Мякишев быстро накрыл на стол, потом взял кофейник и загромыхал вниз по лестнице в прихожую, которая одновременно была и кухней. Я стал осматриваться. В комнате за две недели почти ничего не изменилось. Дубовый паркет по-прежнему был покрыт обрывками каких-то рукописей и квитанций, старыми конвертами и открытками, с потолка, не раз залитого соседями, все так же иногда падали мелкие хлопья штукатурки, а на подоконниках все в том же беспорядке лежали литературные журналы и книжки. Минут через десять Женя вернулся, в одной руке он нес большую чугунную сковородку с яичницей, в другой — кофейник. Поэт разделил яичницу поровну и положил ее на тарелки, потом нарезал толстыми ломтями хлеб и сел напротив меня.
«Интересно, — думал я, с уважением глядя на широкие плечи и сильные руки поэта, — правду ли говорят, что он в юности, как Байрон, дрался за деньги в подпольных кулачных боях?».
— Ешь, Либуркин, — весело сказал Женя, — все свежее!
Мы принялись за еду.
— Жень, — спросил я, с наслаждением уплетая яичницу,— а кто тебе стекло в книжном шкафу разбил?

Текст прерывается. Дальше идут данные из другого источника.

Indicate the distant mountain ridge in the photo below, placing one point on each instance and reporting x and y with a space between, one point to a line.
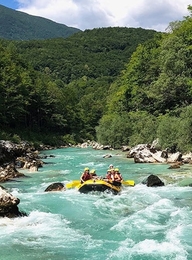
16 25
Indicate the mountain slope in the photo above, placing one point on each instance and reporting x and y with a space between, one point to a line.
16 25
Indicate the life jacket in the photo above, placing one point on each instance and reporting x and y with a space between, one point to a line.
118 177
86 176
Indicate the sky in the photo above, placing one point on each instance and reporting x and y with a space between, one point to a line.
89 14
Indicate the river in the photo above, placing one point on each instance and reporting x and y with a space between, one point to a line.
140 223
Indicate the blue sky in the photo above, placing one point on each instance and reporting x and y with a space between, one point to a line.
89 14
9 3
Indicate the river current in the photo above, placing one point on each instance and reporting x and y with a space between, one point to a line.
140 223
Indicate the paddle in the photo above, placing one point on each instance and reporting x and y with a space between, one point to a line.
72 184
75 183
128 183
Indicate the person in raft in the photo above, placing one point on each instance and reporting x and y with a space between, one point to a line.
114 176
93 174
85 175
117 177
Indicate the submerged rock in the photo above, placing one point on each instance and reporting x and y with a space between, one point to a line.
153 181
58 186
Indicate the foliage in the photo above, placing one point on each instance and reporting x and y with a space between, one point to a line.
123 86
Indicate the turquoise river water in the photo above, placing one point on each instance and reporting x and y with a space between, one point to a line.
140 223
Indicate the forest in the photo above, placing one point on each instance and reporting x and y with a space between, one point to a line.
118 86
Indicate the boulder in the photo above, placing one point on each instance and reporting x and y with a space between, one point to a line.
153 181
57 186
8 172
8 205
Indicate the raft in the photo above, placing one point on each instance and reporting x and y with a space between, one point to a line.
98 185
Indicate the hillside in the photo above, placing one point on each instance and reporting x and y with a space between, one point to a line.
96 53
16 25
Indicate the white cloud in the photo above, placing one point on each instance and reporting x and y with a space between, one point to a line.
88 14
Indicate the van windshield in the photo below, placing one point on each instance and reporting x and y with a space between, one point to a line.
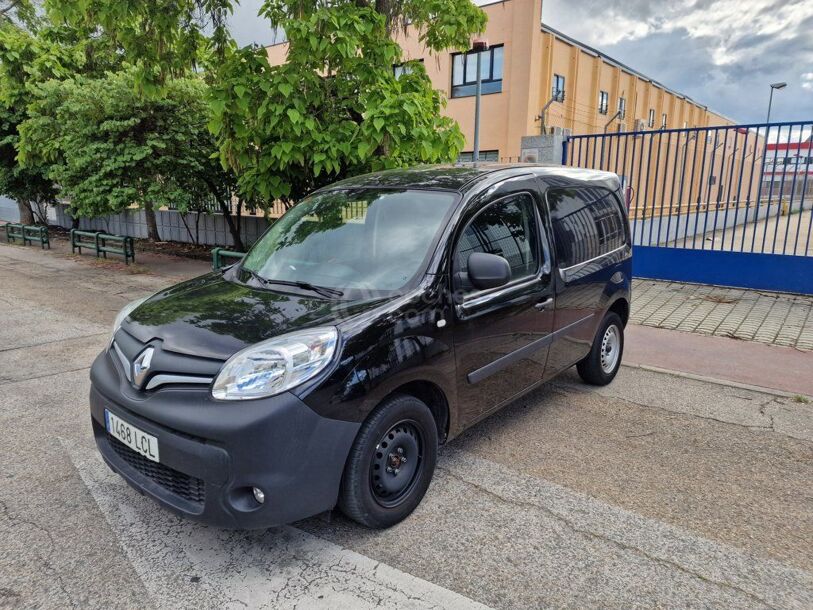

— Чивиков разбил, — спокойно ответил поэт, наливая кофе. — Кулаком. Мы с ним слегка поспорили о поэзии.
— Он не порезался?
— А что ему сделается, Либуркин? У Андрюши кулаки — железные!
Женя приготовил несколько бутербродов, щедро намазывая хлеб толстым слоем желтого, густого меда, налил еще кофе, а потом закурил и взял лежавшую на диване книжку.
— Я сейчас почитаю стихи, Саша, а ты мне скажешь, нравятся они тебе или нет.
Мякишев открыл книгу и прочитал подряд несколько стихотворений.
— Ну, как?
— По-моему, замечательно! А кто это?
— Борис Рыжий.
— Жень, как ты думаешь, отчего он повесился? Такой молодой!
— Не знаю. Возможно, от водки, — нехотя объяснил поэт.
Некоторое время мы с ним молча курили.
— Слушай, Либуркин, а давай сыграем в «балду».
— В «балду»? Сыграем. Неси чистую бумагу и ручку.
— Чистая бумага у меня только для стихов. Давай сыграем на Бауэре! — предложил Женя, подойдя к шкафу и достав оттуда тонкую, узкую книжку.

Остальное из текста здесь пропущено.